Generally, for example, a 35mm lens needs a shutter speed 1/35 ( or double: 1/70 ), or even faster. In the same way, a 50mm lens needs a shutter speed 1/50 ( 1/100 ) or even faster.
Keep your camera steady by using a sturdy tripod and a shutter release cord, especially when shooting moving subjects or in poor light. If shooting hand-held is necessary, it’s not quite a serious issue. Now, most series digital SLR cameras feature Optical Image Stabilization technology, which helps to dramatically reduce or eliminate blurring caused by minute motions caused by the user. But you should still try your best to control the range of motions, in order to get perfect images.
You'll need to set and lock the focus if you shooting under auto-focus mode because most of the time focus will be initially set in the center of the frame automatically. Most digital SLR cameras have a focus-lock capability, activated by pushing the shutter release button down halfway. But before this, you shall make sure the place of your subject in the frame and set the focus, in order to guarantee a clear subject.
For example, it is a good choice to set focus on the eyes. Eyes are important elements that may convey essential information of the photo while focus on eyes can make your portraits more attractive and reveal the personalities of your subject.
When shooting portraits, a wide aperture (around f/2.8-f/5.6) is often the best choice to capture a shallow depth of field, in order to make the background behind your subject nicely blurred, so your subject can be perfectly extruded.

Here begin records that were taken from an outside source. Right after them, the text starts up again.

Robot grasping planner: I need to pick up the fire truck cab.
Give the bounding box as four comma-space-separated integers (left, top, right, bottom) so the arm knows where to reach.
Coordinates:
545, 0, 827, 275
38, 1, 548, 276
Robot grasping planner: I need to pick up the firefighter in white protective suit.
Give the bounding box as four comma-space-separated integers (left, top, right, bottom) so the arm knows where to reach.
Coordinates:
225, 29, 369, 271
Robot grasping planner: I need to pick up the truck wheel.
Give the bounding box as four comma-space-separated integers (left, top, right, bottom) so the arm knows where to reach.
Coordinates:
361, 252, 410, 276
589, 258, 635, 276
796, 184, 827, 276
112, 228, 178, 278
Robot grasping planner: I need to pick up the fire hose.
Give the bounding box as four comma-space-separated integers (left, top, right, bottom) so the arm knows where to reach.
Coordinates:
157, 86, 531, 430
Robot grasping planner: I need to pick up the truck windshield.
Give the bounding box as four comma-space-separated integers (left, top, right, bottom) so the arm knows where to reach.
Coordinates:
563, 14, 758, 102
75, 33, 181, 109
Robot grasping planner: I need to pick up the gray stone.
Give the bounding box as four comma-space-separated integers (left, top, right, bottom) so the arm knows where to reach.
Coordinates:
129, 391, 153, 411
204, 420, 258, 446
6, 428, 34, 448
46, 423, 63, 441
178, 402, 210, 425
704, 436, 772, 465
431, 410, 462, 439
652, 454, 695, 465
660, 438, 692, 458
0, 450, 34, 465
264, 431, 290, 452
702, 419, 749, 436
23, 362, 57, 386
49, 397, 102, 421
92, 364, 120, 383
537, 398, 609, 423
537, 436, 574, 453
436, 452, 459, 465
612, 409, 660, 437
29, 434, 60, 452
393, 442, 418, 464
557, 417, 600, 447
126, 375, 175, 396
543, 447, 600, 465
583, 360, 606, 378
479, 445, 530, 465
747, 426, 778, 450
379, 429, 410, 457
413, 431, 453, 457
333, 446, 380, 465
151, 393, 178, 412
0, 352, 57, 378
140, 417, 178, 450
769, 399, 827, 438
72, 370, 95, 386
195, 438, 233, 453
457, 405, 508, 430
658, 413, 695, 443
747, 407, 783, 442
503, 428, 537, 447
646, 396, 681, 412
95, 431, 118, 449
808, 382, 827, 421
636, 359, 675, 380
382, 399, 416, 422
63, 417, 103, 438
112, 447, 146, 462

But if you want everything to be sharp, like group shots or a beautiful environment, a narrow aperture (such as f/16 ) is great if you want most of the objects in your frame can also be in focus. But remember to use a slower shutter speed in order to avoid blur and increase your ISO, which will introduce grain.
5.Select Correct Lens
You may first start your photography with a zoom lens, but for portraits, the prime lenses are even better. For one thing, the prime lenses have wider maximum apertures, which is good for separating the subject from the background. For another, they’re super sharp and offer generally better image quality than zoom ones.
Here are three classical prime lenses for portraits: 50mm, 85mm, 200mm. Other wide-angel lenses and telephoto lenses are also helpful, but having the above three lenses would be the best option because you would have all bases covered.